A source in the Union ministry of health and family welfare told newsmen that the vaccine makers will get Rs 150 per jab leaving hospitals to earn Rs 100 per shot for every dose of the vaccine offered.
Further distribution of the Rs 100 per shot marked as a fee for the hospitals will be divided with Rs 50 per jab going to the vaccinator while Rs 50 goes to the hospital’s kitty for logistics.
The sharing decision was reached after several rounds of meetings between government officials, led by V K Paul, member (health) Niti Aayog who heads the National Expert Group on Covid19 Vaccine Administration, and representatives from the two vaccine manufacturers whose vaccines have been approved in India.
This is good news as the prices of each dose of vaccine will be less than the prices at which the government had purchased it in the first phase for healthcare and frontline workers.
The Centre had paid Rs 200 per dose for Covishield by Serum Institute of India and Rs 295 per dose for Covaxin by Bharat Biotech.
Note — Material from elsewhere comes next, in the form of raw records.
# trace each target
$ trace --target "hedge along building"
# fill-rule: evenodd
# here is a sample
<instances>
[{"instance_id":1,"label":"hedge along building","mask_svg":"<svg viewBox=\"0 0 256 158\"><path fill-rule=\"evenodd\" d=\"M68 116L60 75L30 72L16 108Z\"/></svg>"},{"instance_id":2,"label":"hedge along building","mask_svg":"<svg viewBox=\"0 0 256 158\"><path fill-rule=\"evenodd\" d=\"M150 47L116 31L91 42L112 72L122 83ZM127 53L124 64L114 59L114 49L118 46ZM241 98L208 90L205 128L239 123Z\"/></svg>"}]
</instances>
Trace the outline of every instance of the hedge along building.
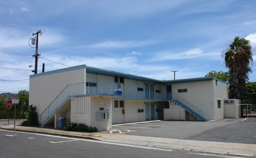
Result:
<instances>
[{"instance_id":1,"label":"hedge along building","mask_svg":"<svg viewBox=\"0 0 256 158\"><path fill-rule=\"evenodd\" d=\"M58 119L99 130L114 124L157 119L223 118L226 83L211 77L161 81L85 65L32 75L30 105L41 126Z\"/></svg>"}]
</instances>

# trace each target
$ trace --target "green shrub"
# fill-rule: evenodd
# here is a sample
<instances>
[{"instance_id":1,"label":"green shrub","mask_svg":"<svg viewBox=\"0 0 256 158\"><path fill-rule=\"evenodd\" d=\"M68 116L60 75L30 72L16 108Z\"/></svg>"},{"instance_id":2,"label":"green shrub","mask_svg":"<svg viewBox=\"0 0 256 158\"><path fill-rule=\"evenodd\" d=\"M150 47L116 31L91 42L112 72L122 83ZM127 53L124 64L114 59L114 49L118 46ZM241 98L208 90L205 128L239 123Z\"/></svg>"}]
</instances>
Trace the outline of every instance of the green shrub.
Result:
<instances>
[{"instance_id":1,"label":"green shrub","mask_svg":"<svg viewBox=\"0 0 256 158\"><path fill-rule=\"evenodd\" d=\"M67 122L63 128L66 130L76 131L76 126L77 126L76 123Z\"/></svg>"},{"instance_id":2,"label":"green shrub","mask_svg":"<svg viewBox=\"0 0 256 158\"><path fill-rule=\"evenodd\" d=\"M77 123L67 122L64 127L66 130L73 131L85 131L90 132L98 132L98 130L97 127L89 127L88 125L85 125L83 123L80 123L77 125Z\"/></svg>"},{"instance_id":3,"label":"green shrub","mask_svg":"<svg viewBox=\"0 0 256 158\"><path fill-rule=\"evenodd\" d=\"M85 125L83 123L80 123L76 127L76 129L77 131L89 131L89 127Z\"/></svg>"},{"instance_id":4,"label":"green shrub","mask_svg":"<svg viewBox=\"0 0 256 158\"><path fill-rule=\"evenodd\" d=\"M90 126L90 127L89 128L89 132L98 132L98 129L96 127L92 127L91 126Z\"/></svg>"},{"instance_id":5,"label":"green shrub","mask_svg":"<svg viewBox=\"0 0 256 158\"><path fill-rule=\"evenodd\" d=\"M21 125L23 126L37 126L39 124L37 119L37 112L36 112L36 107L33 107L30 105L28 107L28 112L25 112L25 116L27 119L26 121L23 121Z\"/></svg>"}]
</instances>

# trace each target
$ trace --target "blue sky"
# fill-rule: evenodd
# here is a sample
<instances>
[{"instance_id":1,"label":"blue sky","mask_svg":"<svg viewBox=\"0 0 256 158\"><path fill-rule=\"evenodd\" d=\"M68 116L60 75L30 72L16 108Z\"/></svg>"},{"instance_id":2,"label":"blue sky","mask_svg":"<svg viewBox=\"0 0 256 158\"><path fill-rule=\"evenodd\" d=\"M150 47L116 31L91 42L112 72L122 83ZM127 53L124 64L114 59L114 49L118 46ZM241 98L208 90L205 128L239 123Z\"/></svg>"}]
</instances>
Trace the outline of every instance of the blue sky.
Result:
<instances>
[{"instance_id":1,"label":"blue sky","mask_svg":"<svg viewBox=\"0 0 256 158\"><path fill-rule=\"evenodd\" d=\"M39 72L43 63L45 71L85 64L160 80L173 79L172 70L176 79L226 72L221 53L236 36L256 48L256 7L255 0L0 0L0 92L29 89L28 42L39 29Z\"/></svg>"}]
</instances>

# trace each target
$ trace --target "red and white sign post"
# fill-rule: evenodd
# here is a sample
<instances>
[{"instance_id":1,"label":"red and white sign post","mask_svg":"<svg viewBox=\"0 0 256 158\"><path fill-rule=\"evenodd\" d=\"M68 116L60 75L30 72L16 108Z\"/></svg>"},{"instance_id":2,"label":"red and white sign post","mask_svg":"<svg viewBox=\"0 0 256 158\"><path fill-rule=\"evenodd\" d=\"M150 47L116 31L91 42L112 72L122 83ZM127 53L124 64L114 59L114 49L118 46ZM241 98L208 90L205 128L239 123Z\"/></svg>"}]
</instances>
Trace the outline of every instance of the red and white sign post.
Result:
<instances>
[{"instance_id":1,"label":"red and white sign post","mask_svg":"<svg viewBox=\"0 0 256 158\"><path fill-rule=\"evenodd\" d=\"M13 98L11 99L12 103L15 104L14 106L14 129L15 129L15 118L16 115L16 103L19 104L19 98Z\"/></svg>"},{"instance_id":2,"label":"red and white sign post","mask_svg":"<svg viewBox=\"0 0 256 158\"><path fill-rule=\"evenodd\" d=\"M6 107L8 108L11 108L13 107L13 104L12 103L11 101L8 101L6 103Z\"/></svg>"},{"instance_id":3,"label":"red and white sign post","mask_svg":"<svg viewBox=\"0 0 256 158\"><path fill-rule=\"evenodd\" d=\"M10 118L10 109L13 107L13 104L11 101L8 101L6 103L6 107L9 109L9 115L8 116L8 125L9 125L9 118Z\"/></svg>"}]
</instances>

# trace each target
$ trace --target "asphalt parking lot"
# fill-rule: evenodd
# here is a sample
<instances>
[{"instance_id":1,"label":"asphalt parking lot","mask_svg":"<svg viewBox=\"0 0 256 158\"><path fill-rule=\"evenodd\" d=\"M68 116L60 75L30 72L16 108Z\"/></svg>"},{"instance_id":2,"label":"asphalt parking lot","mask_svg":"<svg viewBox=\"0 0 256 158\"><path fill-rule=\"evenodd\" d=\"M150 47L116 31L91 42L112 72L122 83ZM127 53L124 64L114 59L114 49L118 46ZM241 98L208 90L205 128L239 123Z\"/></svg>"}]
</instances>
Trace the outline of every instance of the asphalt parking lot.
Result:
<instances>
[{"instance_id":1,"label":"asphalt parking lot","mask_svg":"<svg viewBox=\"0 0 256 158\"><path fill-rule=\"evenodd\" d=\"M256 144L255 117L207 121L156 121L115 125L111 133Z\"/></svg>"}]
</instances>

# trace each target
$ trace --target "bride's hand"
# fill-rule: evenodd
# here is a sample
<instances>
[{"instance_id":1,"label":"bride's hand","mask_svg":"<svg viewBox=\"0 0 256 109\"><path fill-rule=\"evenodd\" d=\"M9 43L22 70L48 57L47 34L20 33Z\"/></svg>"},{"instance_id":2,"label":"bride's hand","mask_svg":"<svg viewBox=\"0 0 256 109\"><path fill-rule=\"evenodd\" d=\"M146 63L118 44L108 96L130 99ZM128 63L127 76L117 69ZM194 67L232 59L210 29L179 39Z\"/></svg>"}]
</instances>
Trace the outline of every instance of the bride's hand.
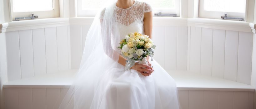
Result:
<instances>
[{"instance_id":1,"label":"bride's hand","mask_svg":"<svg viewBox=\"0 0 256 109\"><path fill-rule=\"evenodd\" d=\"M151 73L154 71L154 70L150 67L151 64L149 63L149 65L150 65L150 66L145 64L140 64L138 63L136 63L131 68L131 69L133 69L138 71L144 76L148 76L150 75ZM142 68L143 67L145 67L146 69ZM144 73L143 72L146 73Z\"/></svg>"}]
</instances>

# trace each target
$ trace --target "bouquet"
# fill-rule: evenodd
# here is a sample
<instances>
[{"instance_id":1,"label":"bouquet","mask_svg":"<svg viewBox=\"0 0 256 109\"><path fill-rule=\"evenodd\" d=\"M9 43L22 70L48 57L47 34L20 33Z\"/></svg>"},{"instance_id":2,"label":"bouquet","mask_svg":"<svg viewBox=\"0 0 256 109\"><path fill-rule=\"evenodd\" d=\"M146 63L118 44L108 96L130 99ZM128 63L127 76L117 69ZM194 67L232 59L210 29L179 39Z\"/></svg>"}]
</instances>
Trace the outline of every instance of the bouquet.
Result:
<instances>
[{"instance_id":1,"label":"bouquet","mask_svg":"<svg viewBox=\"0 0 256 109\"><path fill-rule=\"evenodd\" d=\"M132 33L125 36L120 42L118 48L121 50L121 55L127 59L125 69L129 69L137 62L139 64L148 65L146 57L149 55L151 61L156 46L148 36L138 32Z\"/></svg>"}]
</instances>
The price is excluding taxes, when it had purchased 110 million and 55 million doses of the two vaccines last month.
Then, at the beginning of the second phase of the vaccine, only Covishield, developed by Oxford University-AstraZeneca, will be available in about 20,000 private hospitals where the expanded COVID-19 vaccination drive will begin, according to officials.
“This is largely because Covishield is available in larger quantities and also we don’t want a situation where private hospitals refuse Covaxin citing the lack of efficacy data from phase 3 trial,” said a source.
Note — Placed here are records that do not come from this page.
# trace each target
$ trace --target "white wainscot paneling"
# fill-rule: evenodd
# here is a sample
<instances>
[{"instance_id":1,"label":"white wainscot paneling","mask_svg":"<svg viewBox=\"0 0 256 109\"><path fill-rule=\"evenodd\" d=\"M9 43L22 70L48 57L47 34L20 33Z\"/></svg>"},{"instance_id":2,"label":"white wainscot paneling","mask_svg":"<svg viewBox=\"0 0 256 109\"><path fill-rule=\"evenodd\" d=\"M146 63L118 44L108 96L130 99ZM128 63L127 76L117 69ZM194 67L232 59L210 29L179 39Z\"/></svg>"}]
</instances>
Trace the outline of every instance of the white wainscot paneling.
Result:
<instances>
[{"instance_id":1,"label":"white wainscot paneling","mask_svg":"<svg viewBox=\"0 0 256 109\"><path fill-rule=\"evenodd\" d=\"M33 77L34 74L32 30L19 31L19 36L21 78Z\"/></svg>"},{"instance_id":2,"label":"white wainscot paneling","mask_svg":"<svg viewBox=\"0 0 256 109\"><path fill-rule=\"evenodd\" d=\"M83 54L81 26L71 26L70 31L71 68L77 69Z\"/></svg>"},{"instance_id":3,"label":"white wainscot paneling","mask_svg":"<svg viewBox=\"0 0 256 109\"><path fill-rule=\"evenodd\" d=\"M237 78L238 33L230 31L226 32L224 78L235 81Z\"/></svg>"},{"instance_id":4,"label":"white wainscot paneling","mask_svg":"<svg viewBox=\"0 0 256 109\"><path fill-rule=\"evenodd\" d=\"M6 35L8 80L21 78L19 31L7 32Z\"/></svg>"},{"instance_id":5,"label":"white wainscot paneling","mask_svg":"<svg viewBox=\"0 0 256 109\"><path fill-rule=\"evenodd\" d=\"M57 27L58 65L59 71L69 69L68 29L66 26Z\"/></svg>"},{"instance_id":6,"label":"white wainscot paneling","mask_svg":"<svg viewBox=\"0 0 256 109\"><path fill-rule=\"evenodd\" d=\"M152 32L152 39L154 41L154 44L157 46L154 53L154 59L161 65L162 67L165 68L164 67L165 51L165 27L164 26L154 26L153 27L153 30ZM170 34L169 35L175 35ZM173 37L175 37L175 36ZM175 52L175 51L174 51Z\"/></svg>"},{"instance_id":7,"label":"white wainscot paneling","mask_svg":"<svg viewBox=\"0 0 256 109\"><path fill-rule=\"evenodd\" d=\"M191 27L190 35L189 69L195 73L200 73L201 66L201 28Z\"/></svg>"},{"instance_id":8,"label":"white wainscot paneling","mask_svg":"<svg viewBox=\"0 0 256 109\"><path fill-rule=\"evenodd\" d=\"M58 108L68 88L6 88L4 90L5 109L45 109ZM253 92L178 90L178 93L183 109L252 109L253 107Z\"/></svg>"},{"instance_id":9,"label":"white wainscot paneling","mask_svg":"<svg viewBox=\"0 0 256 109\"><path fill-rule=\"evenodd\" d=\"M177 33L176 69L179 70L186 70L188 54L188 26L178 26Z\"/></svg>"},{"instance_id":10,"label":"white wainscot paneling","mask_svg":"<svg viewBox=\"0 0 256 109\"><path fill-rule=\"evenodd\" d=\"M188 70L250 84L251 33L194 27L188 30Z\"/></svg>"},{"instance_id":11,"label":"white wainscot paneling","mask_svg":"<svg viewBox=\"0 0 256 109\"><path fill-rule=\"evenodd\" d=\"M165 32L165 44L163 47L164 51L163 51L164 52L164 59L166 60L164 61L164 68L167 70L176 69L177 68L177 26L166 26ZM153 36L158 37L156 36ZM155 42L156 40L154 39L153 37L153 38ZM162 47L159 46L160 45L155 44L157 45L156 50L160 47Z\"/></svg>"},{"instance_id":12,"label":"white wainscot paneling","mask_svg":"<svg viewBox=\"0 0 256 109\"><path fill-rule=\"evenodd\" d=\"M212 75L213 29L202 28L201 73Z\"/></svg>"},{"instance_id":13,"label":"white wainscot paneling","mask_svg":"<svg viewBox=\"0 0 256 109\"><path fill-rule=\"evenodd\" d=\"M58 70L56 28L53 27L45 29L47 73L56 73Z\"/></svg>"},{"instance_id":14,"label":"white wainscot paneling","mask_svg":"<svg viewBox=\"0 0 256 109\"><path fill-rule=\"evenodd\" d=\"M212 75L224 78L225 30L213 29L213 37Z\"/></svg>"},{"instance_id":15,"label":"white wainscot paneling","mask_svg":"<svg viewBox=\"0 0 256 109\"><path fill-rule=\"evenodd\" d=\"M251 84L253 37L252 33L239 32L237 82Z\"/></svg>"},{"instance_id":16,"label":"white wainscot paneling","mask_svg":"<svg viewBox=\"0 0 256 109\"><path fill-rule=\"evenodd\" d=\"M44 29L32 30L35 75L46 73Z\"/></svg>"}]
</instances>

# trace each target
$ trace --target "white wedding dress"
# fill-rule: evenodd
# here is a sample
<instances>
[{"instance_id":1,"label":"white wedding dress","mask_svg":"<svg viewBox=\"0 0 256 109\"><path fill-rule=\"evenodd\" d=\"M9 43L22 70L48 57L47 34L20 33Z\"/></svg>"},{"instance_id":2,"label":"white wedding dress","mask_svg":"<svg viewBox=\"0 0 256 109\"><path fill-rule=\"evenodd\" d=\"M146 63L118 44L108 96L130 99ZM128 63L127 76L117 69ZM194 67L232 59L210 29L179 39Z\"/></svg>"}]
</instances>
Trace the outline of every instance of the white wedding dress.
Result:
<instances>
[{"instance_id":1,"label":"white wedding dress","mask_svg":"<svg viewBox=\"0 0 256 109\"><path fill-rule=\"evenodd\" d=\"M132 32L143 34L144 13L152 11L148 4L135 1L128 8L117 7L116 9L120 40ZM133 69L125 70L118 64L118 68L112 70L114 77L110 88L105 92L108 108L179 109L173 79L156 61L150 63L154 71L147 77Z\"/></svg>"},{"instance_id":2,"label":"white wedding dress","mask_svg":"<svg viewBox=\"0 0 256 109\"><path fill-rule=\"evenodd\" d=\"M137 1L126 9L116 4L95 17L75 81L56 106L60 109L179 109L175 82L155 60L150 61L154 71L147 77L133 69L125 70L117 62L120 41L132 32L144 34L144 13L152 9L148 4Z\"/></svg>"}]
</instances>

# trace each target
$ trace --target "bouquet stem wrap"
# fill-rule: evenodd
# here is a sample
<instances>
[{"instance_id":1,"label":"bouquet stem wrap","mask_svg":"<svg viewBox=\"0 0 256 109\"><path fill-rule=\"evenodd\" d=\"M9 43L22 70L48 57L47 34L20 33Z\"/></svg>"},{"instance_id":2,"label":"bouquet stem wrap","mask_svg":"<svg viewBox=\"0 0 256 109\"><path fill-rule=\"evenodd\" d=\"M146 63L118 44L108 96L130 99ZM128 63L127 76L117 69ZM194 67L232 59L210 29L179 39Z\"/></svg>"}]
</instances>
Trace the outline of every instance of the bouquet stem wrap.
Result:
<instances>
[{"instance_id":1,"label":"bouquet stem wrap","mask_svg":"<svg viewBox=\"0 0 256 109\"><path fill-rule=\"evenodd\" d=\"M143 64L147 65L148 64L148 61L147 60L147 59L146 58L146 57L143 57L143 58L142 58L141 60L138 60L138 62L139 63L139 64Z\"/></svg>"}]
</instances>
A body of private hospitals on Friday wrote to the government urging that apart from the facilities impaneled for various health insurance schemes including the Central Government Health Scheme and Pradhan Mantri Jan Aarogya Yojana, accredited hospitals should also be involved in the vaccination drive.
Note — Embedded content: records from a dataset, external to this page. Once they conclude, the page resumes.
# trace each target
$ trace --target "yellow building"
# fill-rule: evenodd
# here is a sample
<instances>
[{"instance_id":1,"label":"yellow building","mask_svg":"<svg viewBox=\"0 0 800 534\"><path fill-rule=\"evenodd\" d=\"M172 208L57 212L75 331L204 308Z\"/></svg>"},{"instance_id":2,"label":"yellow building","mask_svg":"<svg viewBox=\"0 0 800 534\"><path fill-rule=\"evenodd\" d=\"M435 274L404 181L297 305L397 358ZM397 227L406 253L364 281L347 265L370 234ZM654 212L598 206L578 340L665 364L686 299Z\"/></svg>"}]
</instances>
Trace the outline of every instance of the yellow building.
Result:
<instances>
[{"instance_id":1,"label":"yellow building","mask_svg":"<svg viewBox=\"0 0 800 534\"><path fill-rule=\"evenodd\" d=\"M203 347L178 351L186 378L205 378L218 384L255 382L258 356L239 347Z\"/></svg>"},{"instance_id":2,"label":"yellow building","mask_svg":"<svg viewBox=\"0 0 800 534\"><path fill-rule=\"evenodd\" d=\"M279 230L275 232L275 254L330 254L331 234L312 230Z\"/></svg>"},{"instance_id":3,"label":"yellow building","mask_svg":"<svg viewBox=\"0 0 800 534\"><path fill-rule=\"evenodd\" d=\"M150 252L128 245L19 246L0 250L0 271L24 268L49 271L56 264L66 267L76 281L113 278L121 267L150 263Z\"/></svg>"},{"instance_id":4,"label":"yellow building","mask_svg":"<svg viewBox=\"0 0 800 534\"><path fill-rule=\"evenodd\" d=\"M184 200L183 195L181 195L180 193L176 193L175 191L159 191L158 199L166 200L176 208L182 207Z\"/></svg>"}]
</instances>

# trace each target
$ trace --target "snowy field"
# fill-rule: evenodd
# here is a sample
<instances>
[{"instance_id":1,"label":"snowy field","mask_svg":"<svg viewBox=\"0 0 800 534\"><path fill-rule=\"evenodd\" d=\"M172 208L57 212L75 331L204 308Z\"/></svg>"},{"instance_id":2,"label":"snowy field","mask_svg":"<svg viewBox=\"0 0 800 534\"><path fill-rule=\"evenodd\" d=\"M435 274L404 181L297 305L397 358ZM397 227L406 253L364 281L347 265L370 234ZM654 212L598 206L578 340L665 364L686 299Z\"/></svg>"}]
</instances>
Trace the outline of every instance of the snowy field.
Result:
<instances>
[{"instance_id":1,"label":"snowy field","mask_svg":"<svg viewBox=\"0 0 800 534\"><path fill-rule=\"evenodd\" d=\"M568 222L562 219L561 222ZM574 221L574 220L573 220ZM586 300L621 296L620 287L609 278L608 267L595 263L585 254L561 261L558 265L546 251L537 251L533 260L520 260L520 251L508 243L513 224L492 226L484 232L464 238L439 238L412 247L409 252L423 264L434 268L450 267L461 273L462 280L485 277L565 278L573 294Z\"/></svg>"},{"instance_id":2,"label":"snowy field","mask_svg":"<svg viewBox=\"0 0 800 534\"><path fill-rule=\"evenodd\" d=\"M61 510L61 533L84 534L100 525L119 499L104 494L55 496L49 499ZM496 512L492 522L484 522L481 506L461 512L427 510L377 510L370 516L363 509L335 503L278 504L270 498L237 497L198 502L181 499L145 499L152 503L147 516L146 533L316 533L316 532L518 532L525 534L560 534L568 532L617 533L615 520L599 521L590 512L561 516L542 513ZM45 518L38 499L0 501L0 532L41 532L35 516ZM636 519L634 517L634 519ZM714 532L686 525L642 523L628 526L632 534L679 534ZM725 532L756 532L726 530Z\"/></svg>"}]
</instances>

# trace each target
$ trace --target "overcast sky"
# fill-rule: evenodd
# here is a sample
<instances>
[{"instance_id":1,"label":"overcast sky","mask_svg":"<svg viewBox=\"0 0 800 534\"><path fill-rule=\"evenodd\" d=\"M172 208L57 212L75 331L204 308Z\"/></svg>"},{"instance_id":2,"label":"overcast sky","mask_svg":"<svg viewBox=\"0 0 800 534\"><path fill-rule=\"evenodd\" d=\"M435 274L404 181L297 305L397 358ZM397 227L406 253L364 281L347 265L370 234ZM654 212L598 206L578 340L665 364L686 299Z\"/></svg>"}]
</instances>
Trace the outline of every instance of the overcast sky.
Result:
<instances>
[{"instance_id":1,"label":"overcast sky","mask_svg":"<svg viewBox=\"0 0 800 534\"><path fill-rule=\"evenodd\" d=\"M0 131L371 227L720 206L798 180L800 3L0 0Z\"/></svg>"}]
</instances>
There are up to 800 hospitals accredited by the National Accreditation Board for Hospitals & Healthcare Providers and nearly 600 hospitals accredited by the National Board of Examination.
“These hospitals have a proven track record in quality and patient safety …and put together it will be of sizable number, to cover the vast majority of our population,” said the Association of Healthcare Providers of India.